These changes in PNM suggest that damage to the pore structure during water flooding may be more pronounced in non-main flow channels. In major flow pathways, in contrast, scouring by fluids and the dislodgment of particles may lead to localized enlargement, especially in regions subjected to sustained fluid flow. In sample C2, which exhibits a relatively uniform pore network, pore enlargement due to high-permeability channel flushing is less evident. Instead, the dominant trend is a contraction in pore scales across the network.
To further refine the changes in pore network parameters of the three samples before and after water flooding, the pore size, throat size, coordination number, and throat length of the PNM networks were statistically analyzed. The results of sample C1 are shown in Figure 10.
Figure 10. Changes in pore amount with different pore sizes, throat diameters, coordination numbers, and throat lengths in sample C1 before and after water flooding. (a) The pore diameter variation before and after drainage; (b) The throat diameter variation before and after drainage; (c) The throat length variation before and after drainage; (d) The coordination number variation before and after drainage.
As shown in Figure 10a, the total number of pores in sample C1 decreased significantly after water flooding. Pores smaller than 7 μm showed a notable reduction, especially those under 2 μm, which decreased by more than 50%. In contrast, the number of pores larger than 7 μm increased slightly, though the overall growth was limited. As illustrated in Figure 10b, the number of throat diameters larger than 3 μm decreased markedly after water flooding, while throats smaller than 3 μm exhibited a slight increase in count. Regarding throat length, as shown in Figure 10c, the overall trend post-flooding showed a decline in the number of throats with lengths between 13 and 47 μm, with a particularly significant reduction in those measuring 18–33 μm. In comparison, shorter throats (<8 μm) and longer throats (>48 μm) increased in number. Notably, throats longer than 56 μm more than doubled, though they account for a very small proportion of the total throat population. In terms of coordination number, as shown in Figure 10d, the number of pores with coordination numbers below 4 decreased significantly, with a reduction of over 50% for pores having coordination numbers under 2. Pores with coordination numbers above 6 experienced a modest increase.

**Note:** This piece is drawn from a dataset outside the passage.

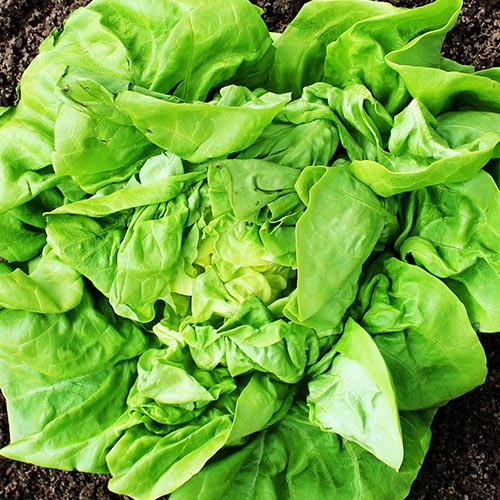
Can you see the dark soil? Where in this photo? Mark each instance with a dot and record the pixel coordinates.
(464, 460)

Based on the relationship between permeability and sensitivity discussed in the previous section, sample C2 is classified as a moderately water-sensitive sample. As shown in Figure 11a, the total number of pores and throats in sample C2 is significantly higher than that in sample C1. In addition, the throat length and average coordination number of sample C2 are considerably better than those of C1. Nevertheless, the overall variation in pore network parameters after water flooding is generally similar between samples C2 and C1. In terms of the total number of pores across different scales, Figure 11a shows that after water flooding, both samples exhibit a substantial decrease in the number of small pores. Specifically, the total number of pores smaller than 7 μm decreased markedly in sample C1, while the reduction in sample C2 was more pronounced for pores below 10 μm. In contrast, a slight increase was observed in the number of pores larger than 10 μm.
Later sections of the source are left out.